You can be angry and hurt, or you can offer congratulations. Try saying, “Wow! That’s a great move! You’ll be amazing!” Showing your enthusiasm for people helps a culture of collaboration and positivity grow.
When someone is struggling, give encouragement and praise when they succeed. Genuinely want people to succeed. Don’t use performance improvement plans just as documentation for a termination; approach them as a way to help your employee succeed.
Empathize with everyone
Just because your job is difficult, it doesn’t mean your direct reports don’t have difficult jobs as well. You may be a morning person and have no problem getting up for a 7 a.m. meeting with Europe, while your employee may be a night owl and struggle with those early morning meetings. Be kind. Empathize.
Try to look at things from other people’s viewpoints. If you can’t figure out where someone is coming from, ask them to explain again, repeat back what you think they mean, and try again if you’re wrong. You don’t have to agree with someone to empathize with them.

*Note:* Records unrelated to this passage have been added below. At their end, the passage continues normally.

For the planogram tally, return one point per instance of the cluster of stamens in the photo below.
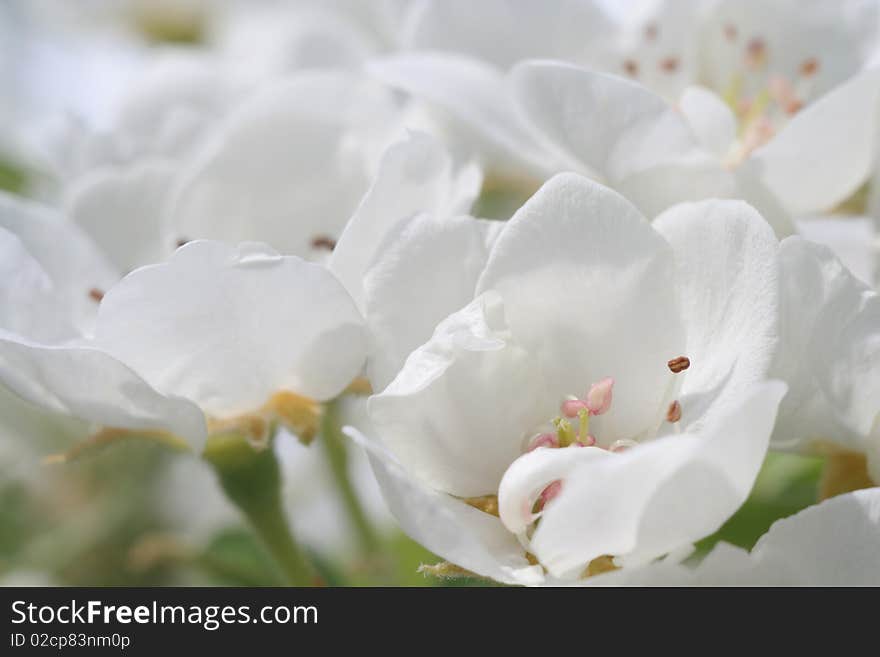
(760, 98)
(772, 98)
(596, 402)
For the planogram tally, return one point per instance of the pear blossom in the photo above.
(272, 39)
(216, 339)
(413, 216)
(660, 154)
(746, 127)
(830, 356)
(743, 49)
(835, 543)
(581, 300)
(288, 166)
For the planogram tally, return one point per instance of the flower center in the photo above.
(763, 100)
(572, 427)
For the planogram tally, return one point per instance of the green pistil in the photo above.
(564, 431)
(584, 426)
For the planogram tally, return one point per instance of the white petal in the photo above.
(710, 119)
(656, 497)
(29, 304)
(90, 385)
(424, 275)
(727, 261)
(414, 176)
(123, 210)
(475, 94)
(614, 127)
(836, 543)
(589, 288)
(288, 166)
(658, 188)
(850, 238)
(227, 327)
(69, 258)
(461, 409)
(503, 32)
(826, 151)
(829, 349)
(448, 527)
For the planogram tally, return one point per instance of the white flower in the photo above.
(216, 339)
(578, 287)
(404, 231)
(273, 39)
(289, 166)
(660, 154)
(741, 48)
(836, 543)
(830, 356)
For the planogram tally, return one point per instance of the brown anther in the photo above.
(485, 503)
(730, 32)
(756, 47)
(756, 53)
(324, 242)
(679, 364)
(793, 106)
(669, 64)
(809, 67)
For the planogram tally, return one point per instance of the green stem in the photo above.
(336, 449)
(251, 479)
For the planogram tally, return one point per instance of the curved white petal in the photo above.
(589, 290)
(727, 261)
(826, 151)
(72, 262)
(710, 118)
(226, 327)
(448, 527)
(173, 101)
(829, 349)
(28, 300)
(288, 166)
(474, 93)
(852, 239)
(657, 188)
(415, 175)
(424, 275)
(614, 127)
(123, 210)
(835, 543)
(503, 32)
(461, 409)
(654, 498)
(28, 432)
(91, 385)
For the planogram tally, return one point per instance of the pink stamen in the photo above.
(548, 494)
(599, 398)
(570, 407)
(543, 440)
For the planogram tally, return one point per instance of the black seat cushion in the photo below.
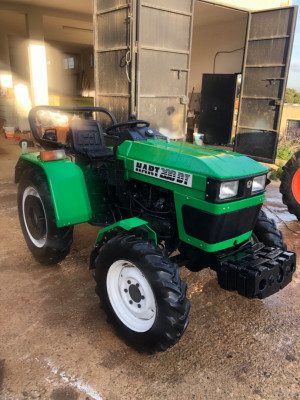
(88, 140)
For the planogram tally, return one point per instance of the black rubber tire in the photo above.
(58, 241)
(172, 306)
(266, 231)
(289, 170)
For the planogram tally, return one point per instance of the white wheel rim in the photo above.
(131, 296)
(31, 191)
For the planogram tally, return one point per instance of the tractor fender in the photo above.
(67, 188)
(131, 224)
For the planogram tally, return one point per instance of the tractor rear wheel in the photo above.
(48, 244)
(290, 185)
(266, 231)
(141, 292)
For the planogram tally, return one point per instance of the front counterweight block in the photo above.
(256, 271)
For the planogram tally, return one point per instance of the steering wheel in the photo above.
(131, 124)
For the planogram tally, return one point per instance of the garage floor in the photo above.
(55, 342)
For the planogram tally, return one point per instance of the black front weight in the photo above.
(256, 271)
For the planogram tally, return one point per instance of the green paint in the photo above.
(67, 187)
(200, 161)
(128, 225)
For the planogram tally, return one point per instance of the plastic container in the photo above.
(198, 138)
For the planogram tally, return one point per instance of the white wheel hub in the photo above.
(31, 191)
(131, 296)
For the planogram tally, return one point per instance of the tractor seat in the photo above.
(88, 140)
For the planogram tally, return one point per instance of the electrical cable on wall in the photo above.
(224, 52)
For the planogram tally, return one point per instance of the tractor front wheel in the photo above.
(290, 185)
(48, 244)
(141, 292)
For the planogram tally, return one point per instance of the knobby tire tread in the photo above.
(286, 179)
(170, 292)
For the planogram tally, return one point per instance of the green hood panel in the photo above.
(196, 160)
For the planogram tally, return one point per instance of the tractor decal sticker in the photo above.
(181, 178)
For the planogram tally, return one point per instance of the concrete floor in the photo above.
(55, 342)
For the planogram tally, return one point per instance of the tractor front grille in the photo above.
(212, 228)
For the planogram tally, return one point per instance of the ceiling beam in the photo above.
(22, 8)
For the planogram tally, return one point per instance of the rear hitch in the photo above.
(256, 271)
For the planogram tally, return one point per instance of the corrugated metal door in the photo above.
(113, 25)
(266, 65)
(163, 62)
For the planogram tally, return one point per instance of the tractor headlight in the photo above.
(259, 184)
(228, 189)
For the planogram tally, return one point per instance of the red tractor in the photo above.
(290, 185)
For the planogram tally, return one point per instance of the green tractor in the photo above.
(161, 205)
(290, 185)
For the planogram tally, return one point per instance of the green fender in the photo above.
(112, 230)
(67, 188)
(127, 225)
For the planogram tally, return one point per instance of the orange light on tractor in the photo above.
(53, 155)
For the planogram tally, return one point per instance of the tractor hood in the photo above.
(201, 161)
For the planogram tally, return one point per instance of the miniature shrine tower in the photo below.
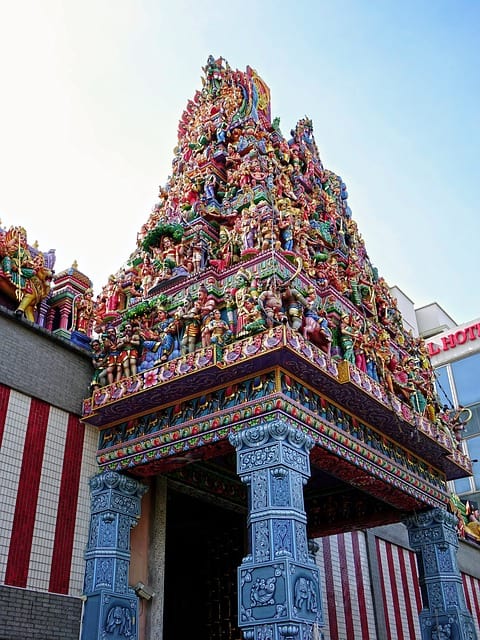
(250, 355)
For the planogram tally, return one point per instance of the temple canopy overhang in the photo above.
(250, 298)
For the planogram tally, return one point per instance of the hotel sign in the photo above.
(453, 340)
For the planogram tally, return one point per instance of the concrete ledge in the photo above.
(41, 365)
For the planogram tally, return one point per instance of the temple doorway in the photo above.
(205, 544)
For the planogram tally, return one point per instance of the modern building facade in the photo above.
(455, 354)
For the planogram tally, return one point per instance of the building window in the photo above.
(465, 374)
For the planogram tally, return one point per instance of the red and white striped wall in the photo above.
(348, 606)
(347, 597)
(46, 458)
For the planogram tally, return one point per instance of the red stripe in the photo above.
(415, 580)
(27, 495)
(362, 604)
(393, 587)
(330, 588)
(384, 591)
(406, 592)
(347, 601)
(4, 398)
(67, 507)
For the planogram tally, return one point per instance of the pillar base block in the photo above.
(108, 615)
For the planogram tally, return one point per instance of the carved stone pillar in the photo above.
(278, 581)
(111, 606)
(444, 616)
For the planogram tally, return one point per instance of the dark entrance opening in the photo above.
(204, 546)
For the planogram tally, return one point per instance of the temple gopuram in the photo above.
(255, 389)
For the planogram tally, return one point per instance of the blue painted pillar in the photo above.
(111, 606)
(444, 616)
(278, 581)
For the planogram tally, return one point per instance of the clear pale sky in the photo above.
(92, 91)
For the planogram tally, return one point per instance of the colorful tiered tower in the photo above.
(249, 314)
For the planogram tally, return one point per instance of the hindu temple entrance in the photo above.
(204, 546)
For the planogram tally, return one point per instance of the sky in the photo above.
(92, 91)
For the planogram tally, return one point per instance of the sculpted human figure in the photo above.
(129, 347)
(83, 312)
(114, 369)
(99, 361)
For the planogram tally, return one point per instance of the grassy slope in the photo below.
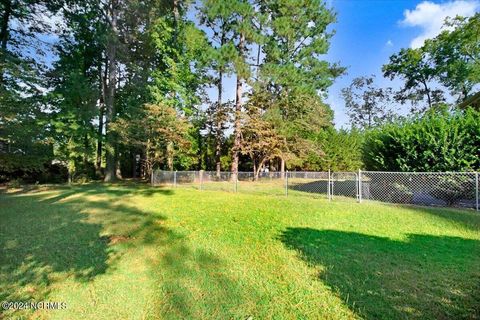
(118, 252)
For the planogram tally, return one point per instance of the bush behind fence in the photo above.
(444, 189)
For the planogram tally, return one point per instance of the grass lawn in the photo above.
(136, 252)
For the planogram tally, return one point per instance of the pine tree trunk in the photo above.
(238, 109)
(103, 77)
(111, 165)
(219, 125)
(4, 37)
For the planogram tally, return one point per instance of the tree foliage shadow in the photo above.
(48, 237)
(424, 277)
(196, 284)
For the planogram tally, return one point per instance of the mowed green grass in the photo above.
(136, 252)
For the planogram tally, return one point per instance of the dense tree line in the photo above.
(115, 88)
(122, 90)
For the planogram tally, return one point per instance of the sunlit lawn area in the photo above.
(137, 252)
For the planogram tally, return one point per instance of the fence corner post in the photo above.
(476, 190)
(359, 186)
(286, 183)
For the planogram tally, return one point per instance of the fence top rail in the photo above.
(313, 172)
(422, 172)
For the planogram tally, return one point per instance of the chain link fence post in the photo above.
(476, 190)
(359, 186)
(329, 187)
(286, 183)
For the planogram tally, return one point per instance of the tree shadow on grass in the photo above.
(45, 239)
(424, 277)
(196, 284)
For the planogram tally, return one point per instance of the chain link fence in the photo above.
(442, 189)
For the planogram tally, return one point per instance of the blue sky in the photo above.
(369, 31)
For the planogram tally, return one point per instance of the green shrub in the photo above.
(438, 141)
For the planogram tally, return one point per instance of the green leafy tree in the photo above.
(367, 105)
(437, 141)
(456, 55)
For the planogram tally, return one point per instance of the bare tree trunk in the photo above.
(110, 144)
(4, 37)
(238, 109)
(260, 165)
(219, 125)
(220, 115)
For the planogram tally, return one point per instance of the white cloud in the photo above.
(430, 16)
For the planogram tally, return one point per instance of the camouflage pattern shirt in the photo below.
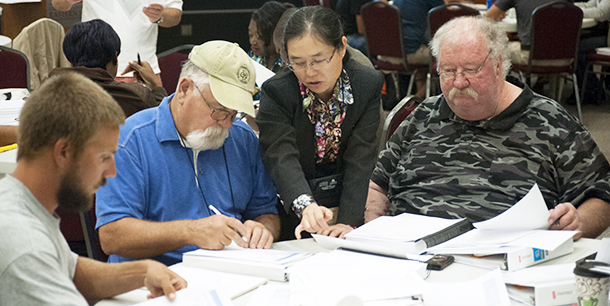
(441, 165)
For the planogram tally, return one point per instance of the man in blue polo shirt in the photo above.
(188, 176)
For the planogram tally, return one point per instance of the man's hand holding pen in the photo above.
(565, 217)
(250, 234)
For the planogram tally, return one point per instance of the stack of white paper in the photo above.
(524, 225)
(543, 285)
(266, 263)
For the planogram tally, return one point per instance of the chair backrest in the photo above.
(325, 3)
(383, 31)
(170, 63)
(79, 230)
(15, 69)
(396, 116)
(439, 15)
(555, 31)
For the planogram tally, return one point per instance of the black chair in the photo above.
(16, 69)
(397, 116)
(383, 31)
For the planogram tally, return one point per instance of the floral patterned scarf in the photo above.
(327, 117)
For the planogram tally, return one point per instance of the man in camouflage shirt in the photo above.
(477, 149)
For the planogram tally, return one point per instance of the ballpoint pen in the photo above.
(135, 72)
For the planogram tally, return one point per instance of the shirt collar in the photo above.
(503, 121)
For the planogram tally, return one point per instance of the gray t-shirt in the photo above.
(440, 165)
(36, 264)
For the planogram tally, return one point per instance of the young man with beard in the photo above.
(179, 162)
(478, 148)
(67, 137)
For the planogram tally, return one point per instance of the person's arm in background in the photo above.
(171, 16)
(8, 135)
(97, 280)
(64, 5)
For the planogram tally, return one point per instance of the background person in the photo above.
(93, 47)
(67, 137)
(136, 23)
(317, 127)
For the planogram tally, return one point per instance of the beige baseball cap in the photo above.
(231, 71)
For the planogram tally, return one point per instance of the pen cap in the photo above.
(583, 269)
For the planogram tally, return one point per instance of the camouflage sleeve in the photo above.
(582, 170)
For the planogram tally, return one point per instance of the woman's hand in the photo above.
(314, 220)
(337, 230)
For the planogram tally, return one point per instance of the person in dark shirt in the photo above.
(353, 26)
(93, 48)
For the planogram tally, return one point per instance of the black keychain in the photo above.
(439, 262)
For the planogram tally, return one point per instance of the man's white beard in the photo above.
(211, 138)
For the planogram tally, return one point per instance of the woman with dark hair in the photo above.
(260, 34)
(318, 122)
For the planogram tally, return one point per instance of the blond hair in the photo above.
(68, 106)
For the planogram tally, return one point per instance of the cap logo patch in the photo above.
(243, 75)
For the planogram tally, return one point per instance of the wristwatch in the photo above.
(299, 204)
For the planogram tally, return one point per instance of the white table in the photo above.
(454, 273)
(6, 41)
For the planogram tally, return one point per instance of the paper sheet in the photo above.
(189, 297)
(271, 295)
(604, 251)
(529, 213)
(327, 278)
(227, 284)
(487, 290)
(533, 276)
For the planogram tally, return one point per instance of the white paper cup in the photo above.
(591, 287)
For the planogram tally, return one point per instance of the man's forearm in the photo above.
(594, 216)
(377, 203)
(134, 238)
(272, 223)
(97, 280)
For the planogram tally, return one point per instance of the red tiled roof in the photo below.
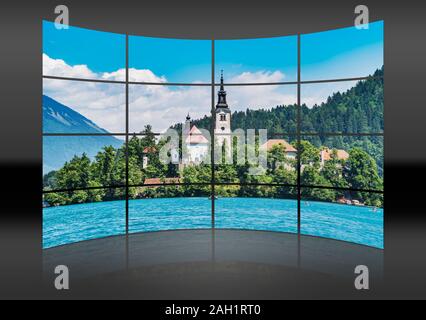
(149, 150)
(341, 154)
(274, 142)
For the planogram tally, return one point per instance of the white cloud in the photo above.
(263, 76)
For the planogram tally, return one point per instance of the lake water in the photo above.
(72, 223)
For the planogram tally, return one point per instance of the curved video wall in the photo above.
(277, 134)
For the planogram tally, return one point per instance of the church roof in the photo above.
(221, 95)
(195, 137)
(273, 142)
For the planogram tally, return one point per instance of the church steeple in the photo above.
(221, 101)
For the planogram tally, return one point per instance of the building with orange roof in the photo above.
(326, 154)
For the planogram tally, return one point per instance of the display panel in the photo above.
(162, 60)
(344, 53)
(71, 162)
(164, 107)
(343, 215)
(160, 208)
(344, 107)
(352, 162)
(256, 208)
(83, 53)
(82, 215)
(268, 60)
(83, 107)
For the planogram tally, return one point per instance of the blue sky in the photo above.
(178, 60)
(100, 51)
(257, 55)
(83, 53)
(342, 53)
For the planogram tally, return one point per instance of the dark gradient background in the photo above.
(20, 118)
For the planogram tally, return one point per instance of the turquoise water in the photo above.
(72, 223)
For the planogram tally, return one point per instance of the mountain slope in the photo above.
(58, 118)
(359, 109)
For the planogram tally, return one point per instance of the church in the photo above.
(197, 145)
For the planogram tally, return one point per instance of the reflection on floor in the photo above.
(207, 264)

If you follow these few classroom tips, you can improve your management relationship with your employees. That’s worth your time.
This originally appeared at Inc: Instead of Being Friends With Your Employees, Do This
This is such a great explanation of how to maintain good professional boundaries but still keep the “human” in “human resources.” So much more helpful than (the true, but useless” “HR doesn’t get to have friends.”
I think you’re looking at the wrong angle on this problem. The issue isn’t that people don’t know how to maintain polite professional relationships. It’s that they don’t have a peer group within the company with which to make friends. Especially with WFH being so common these days, managers are increasingly isolated. They don’t have the opportunity to build relationships with people where friendships are not problematic. In the Before Times the company I work for had monthly meetings for all the project managers, in theory to discuss schedule and workload, but in reality to create exactly this sort of environment–a place where PMs can hang out with other PMs and build relationships. (Plus, the office manager always made sure there were leftovers for the rest of the office. )
If you put a human being into a group of other human beings, and isolate them from other groups, you don’t get to act surprised when said human builds friendships with some people and not others. If you want your managers to not be friends with their direct reports, create systems that allow them to build friendships with other managers.